С карниза мерно падают крупные капли дождя и расползаются по стеклу. На городской площади звонит большой церковный колокол. Все ближе, ближе. Звон врывается в комнату, бьет в самые уши. Низкие басовые ноты. Церковный колокол или человеческий голос? Мирра хочет проснуться и не может. Сердце вот-вот разорвется от ужаса. Мирра кричит, сознает, что кричит. А у кровати стоит кто-то — очень родной. Может быть, Ехиэл? Он и рядом и будто нет его… Ей плохо. Почему он не слышит ее? Почему не приходит на помощь?

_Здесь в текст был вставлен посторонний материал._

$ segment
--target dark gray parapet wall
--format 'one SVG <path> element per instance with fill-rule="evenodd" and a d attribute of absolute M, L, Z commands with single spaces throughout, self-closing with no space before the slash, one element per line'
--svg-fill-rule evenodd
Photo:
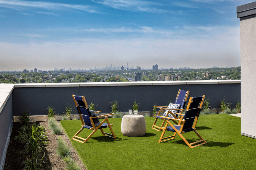
<path fill-rule="evenodd" d="M 128 112 L 133 101 L 140 104 L 139 111 L 150 111 L 154 103 L 166 106 L 174 102 L 179 89 L 190 91 L 189 98 L 203 95 L 210 100 L 209 105 L 217 108 L 225 97 L 233 104 L 240 101 L 240 80 L 184 81 L 136 82 L 46 83 L 17 84 L 12 92 L 13 115 L 29 110 L 31 115 L 45 115 L 49 106 L 63 114 L 65 106 L 72 104 L 76 111 L 72 95 L 83 96 L 89 104 L 93 101 L 97 110 L 111 112 L 112 101 L 118 102 L 120 111 Z"/>
<path fill-rule="evenodd" d="M 237 18 L 240 20 L 256 17 L 256 2 L 236 7 Z"/>

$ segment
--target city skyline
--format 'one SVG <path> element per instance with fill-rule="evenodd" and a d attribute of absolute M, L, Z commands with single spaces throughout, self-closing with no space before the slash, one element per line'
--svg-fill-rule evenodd
<path fill-rule="evenodd" d="M 253 1 L 1 1 L 0 68 L 240 66 L 236 7 Z"/>

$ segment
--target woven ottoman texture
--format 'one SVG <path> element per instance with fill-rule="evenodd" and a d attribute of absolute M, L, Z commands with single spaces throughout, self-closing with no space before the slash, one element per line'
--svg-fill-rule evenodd
<path fill-rule="evenodd" d="M 145 135 L 147 128 L 145 118 L 142 115 L 125 115 L 122 119 L 121 131 L 124 136 L 141 136 Z"/>

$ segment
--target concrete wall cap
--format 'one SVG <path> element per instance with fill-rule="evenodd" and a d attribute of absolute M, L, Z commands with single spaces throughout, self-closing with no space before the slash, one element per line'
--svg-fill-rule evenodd
<path fill-rule="evenodd" d="M 44 87 L 45 83 L 24 83 L 15 84 L 15 88 L 21 87 Z"/>
<path fill-rule="evenodd" d="M 14 85 L 15 84 L 5 84 L 5 83 L 0 84 L 0 89 L 10 89 L 12 90 L 14 88 Z"/>
<path fill-rule="evenodd" d="M 81 87 L 89 86 L 116 86 L 116 83 L 115 82 L 103 82 L 102 83 L 79 83 Z"/>
<path fill-rule="evenodd" d="M 145 86 L 153 85 L 150 81 L 123 82 L 117 82 L 117 86 Z"/>
<path fill-rule="evenodd" d="M 46 87 L 79 87 L 80 85 L 78 83 L 45 83 Z"/>
<path fill-rule="evenodd" d="M 219 84 L 241 84 L 241 80 L 219 80 Z"/>

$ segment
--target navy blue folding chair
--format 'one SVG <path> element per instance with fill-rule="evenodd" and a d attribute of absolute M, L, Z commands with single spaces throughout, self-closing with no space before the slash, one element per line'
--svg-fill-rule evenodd
<path fill-rule="evenodd" d="M 198 146 L 207 143 L 205 140 L 196 132 L 196 125 L 198 119 L 198 117 L 200 114 L 200 112 L 203 105 L 204 100 L 204 96 L 197 97 L 191 97 L 189 101 L 188 104 L 188 107 L 186 110 L 184 117 L 181 119 L 177 119 L 173 118 L 170 118 L 169 117 L 160 116 L 161 117 L 166 120 L 167 122 L 164 128 L 162 135 L 160 138 L 159 142 L 159 143 L 164 141 L 171 140 L 174 139 L 176 134 L 177 134 L 191 148 L 194 148 Z M 173 120 L 179 121 L 177 125 L 173 125 L 169 121 L 169 120 Z M 169 126 L 168 126 L 168 125 Z M 170 131 L 174 132 L 173 135 L 163 138 L 164 133 L 166 131 Z M 182 135 L 182 134 L 187 132 L 193 131 L 201 139 L 199 140 L 190 143 Z M 164 139 L 169 139 L 163 140 Z M 196 145 L 192 146 L 198 143 L 203 142 Z"/>
<path fill-rule="evenodd" d="M 169 117 L 171 118 L 174 118 L 177 119 L 178 119 L 178 117 L 180 117 L 180 116 L 184 116 L 184 114 L 183 114 L 183 112 L 184 107 L 186 105 L 186 102 L 188 99 L 189 94 L 189 91 L 185 91 L 181 90 L 180 89 L 174 104 L 172 105 L 172 104 L 170 103 L 168 106 L 154 106 L 154 107 L 160 109 L 157 115 L 154 116 L 154 117 L 156 117 L 156 120 L 152 126 L 152 128 L 159 132 L 164 129 L 163 126 L 164 125 L 164 123 L 165 122 L 166 119 L 160 117 L 160 113 L 161 112 L 164 112 L 164 116 Z M 178 108 L 177 107 L 175 107 L 175 106 L 178 106 L 178 105 L 180 105 L 179 107 Z M 173 107 L 172 107 L 172 106 Z M 175 113 L 175 114 L 174 113 L 173 113 L 175 112 L 173 111 L 174 110 L 177 111 L 176 112 L 177 113 Z M 164 120 L 164 121 L 162 123 L 161 126 L 160 127 L 156 125 L 156 121 L 158 119 L 162 120 Z M 178 124 L 178 123 L 176 122 L 175 120 L 172 120 L 176 125 Z"/>
<path fill-rule="evenodd" d="M 113 126 L 113 125 L 111 125 L 109 123 L 107 117 L 108 116 L 113 115 L 114 114 L 113 113 L 97 116 L 95 113 L 100 112 L 100 111 L 95 112 L 93 110 L 90 110 L 84 96 L 75 96 L 73 94 L 72 96 L 73 97 L 73 99 L 74 99 L 76 105 L 76 107 L 77 109 L 77 112 L 79 114 L 82 124 L 81 126 L 81 128 L 72 138 L 72 139 L 83 143 L 85 143 L 99 129 L 100 129 L 103 135 L 115 139 L 116 138 L 113 130 L 111 128 L 111 127 Z M 105 117 L 105 119 L 101 122 L 100 122 L 98 118 L 104 117 Z M 106 122 L 107 123 L 104 123 L 105 122 Z M 103 128 L 108 127 L 109 128 L 112 134 L 104 132 L 103 131 Z M 93 130 L 93 131 L 86 139 L 84 139 L 78 136 L 77 135 L 79 133 L 85 128 L 90 130 Z M 107 135 L 106 134 L 108 135 Z"/>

Мирра проснулась от собственного крика. Некоторое время лежала не шевелясь. К чему-то прислушивалась, затаив дыхание. Тихо в комнате, тихо на улице. В окно заглядывало осеннее утро, еще колебавшееся, обрушиться ли на землю дождем или от щедрот своих отсыпать ей горсточку солнечных лучей. При мутном свете в сознании у Мирры отчетливо обозначились два слова: «Егор Аверкиев». И сразу услужливая память сделала невозможной и надежду на сон.

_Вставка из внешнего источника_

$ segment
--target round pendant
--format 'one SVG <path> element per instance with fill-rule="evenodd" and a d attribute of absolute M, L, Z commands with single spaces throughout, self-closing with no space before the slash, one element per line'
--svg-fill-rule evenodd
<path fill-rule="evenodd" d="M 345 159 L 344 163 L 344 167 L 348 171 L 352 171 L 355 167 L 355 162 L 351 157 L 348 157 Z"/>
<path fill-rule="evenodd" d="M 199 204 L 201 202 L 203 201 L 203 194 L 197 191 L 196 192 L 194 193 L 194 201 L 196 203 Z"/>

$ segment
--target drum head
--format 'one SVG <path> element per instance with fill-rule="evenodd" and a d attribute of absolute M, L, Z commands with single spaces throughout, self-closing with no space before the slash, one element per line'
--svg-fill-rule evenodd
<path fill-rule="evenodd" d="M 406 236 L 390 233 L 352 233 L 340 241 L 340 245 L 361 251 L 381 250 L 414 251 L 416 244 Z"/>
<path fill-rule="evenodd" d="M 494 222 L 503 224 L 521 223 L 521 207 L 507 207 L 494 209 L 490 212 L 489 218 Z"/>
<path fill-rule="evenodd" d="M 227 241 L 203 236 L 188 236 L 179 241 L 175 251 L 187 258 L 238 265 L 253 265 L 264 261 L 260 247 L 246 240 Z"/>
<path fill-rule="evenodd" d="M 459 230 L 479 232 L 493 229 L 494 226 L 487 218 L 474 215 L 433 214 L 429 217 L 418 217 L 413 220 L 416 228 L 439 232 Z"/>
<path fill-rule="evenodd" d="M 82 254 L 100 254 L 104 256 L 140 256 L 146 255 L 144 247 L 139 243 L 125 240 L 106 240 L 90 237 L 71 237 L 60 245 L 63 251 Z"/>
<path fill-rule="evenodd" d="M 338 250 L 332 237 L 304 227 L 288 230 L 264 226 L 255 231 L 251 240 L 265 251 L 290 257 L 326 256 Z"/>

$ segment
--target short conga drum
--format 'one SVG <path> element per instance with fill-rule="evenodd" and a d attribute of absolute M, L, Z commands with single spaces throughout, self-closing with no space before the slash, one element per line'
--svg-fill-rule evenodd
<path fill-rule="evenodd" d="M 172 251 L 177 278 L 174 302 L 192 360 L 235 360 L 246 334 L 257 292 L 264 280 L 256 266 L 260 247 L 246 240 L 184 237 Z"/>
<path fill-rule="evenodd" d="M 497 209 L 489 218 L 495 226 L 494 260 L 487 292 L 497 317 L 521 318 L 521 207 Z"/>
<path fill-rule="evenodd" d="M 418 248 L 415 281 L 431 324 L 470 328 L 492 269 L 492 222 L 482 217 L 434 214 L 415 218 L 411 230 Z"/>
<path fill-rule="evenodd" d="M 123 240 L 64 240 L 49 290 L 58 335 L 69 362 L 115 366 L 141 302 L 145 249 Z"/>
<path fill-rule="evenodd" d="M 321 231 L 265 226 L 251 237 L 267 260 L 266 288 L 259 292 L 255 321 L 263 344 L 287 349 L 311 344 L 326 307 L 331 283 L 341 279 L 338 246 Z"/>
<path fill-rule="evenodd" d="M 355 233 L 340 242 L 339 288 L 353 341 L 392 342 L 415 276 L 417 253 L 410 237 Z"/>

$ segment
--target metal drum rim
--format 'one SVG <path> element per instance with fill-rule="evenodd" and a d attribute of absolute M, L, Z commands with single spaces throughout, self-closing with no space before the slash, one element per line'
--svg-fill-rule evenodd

В течение десяти лет, или около того, Аверкиев был вхож в их дом… Из тех гостей, которых не зовут, но терпят. По привычке. Позже, когда дом ее остался далеко и ни Ехиэла, ни Аверкиева она больше не видела… Вот-вот, снова, после стольких лет, их имена всплывают вместе. И тогда, когда фашисты заняли город, и потом, когда были изгнаны из него, она почти во всех письмах, во всех запросах сама ставила рядом эти имена… С досадой, будто кощунствуя, искала обоих. Она не испытывала к Аверкиеву недобрых чувств. И все же, когда она повсюду рассылала запросы о судьбе Ехиэла и одновременно — Аверкиева, так как он единственный мог что-то знать о ее муже, Мирре иногда казалось, что они участвуют в каком-то неведомом состязании. Сначала бегут рядом, а потом вперед вырывается Аверкиев. Он финиширует, а Ехиэл остается где-то позади и пропадает из виду… Нет, зла Аверкиеву она никогда не желала. Но когда в воображении возникала эта картина, Мирра покрывалась холодным потом.

Желать ему зла? Что за абсурд! До своей послевоенной поездки в родной город Мирра жалела Аверкиева, вспоминала о нем с участием. Но потом… Даже сейчас, сегодня, как это ни противоестественно, их имена возникают вместе: Ехиэл и Аверкиев. Картина Ехиэла… Подозрение превратилось в уверенность. Это он, Аверкиев, продал в антикварный магазин картину. Никаких сведений о Мирре у него не было, и, разумеется, ему и в голову не могло прийти, что она живет в Москве. Наверняка он не разыскивал ее с таким упорством, как она его. Да и столько лет прошло…

Первое впечатление… Мирра обычно верила своему первому впечатлению о человеке. Но Аверкиев… Он появлялся, исчезал, и первое впечатление со временем стерлось. Сегодня, однако, первая встреча с Аверкиевым ожила в ее памяти с яркостью фотовспышки.

…Заляпанные краской полотняные брюки, рубашка, распахнутая на груди, — таким появился он в столовой дома отдыха, являя всем своим видом житейский напор, для которого не существует никаких препятствий. Мирре бросилось в глаза несоответствие его растрепанной одежды с безукоризненно гладкой головой. Густые, черные как смоль волосы, разделенные над левым глазом будто по линейке прочерченным пробором, блестели, точно приклеенные.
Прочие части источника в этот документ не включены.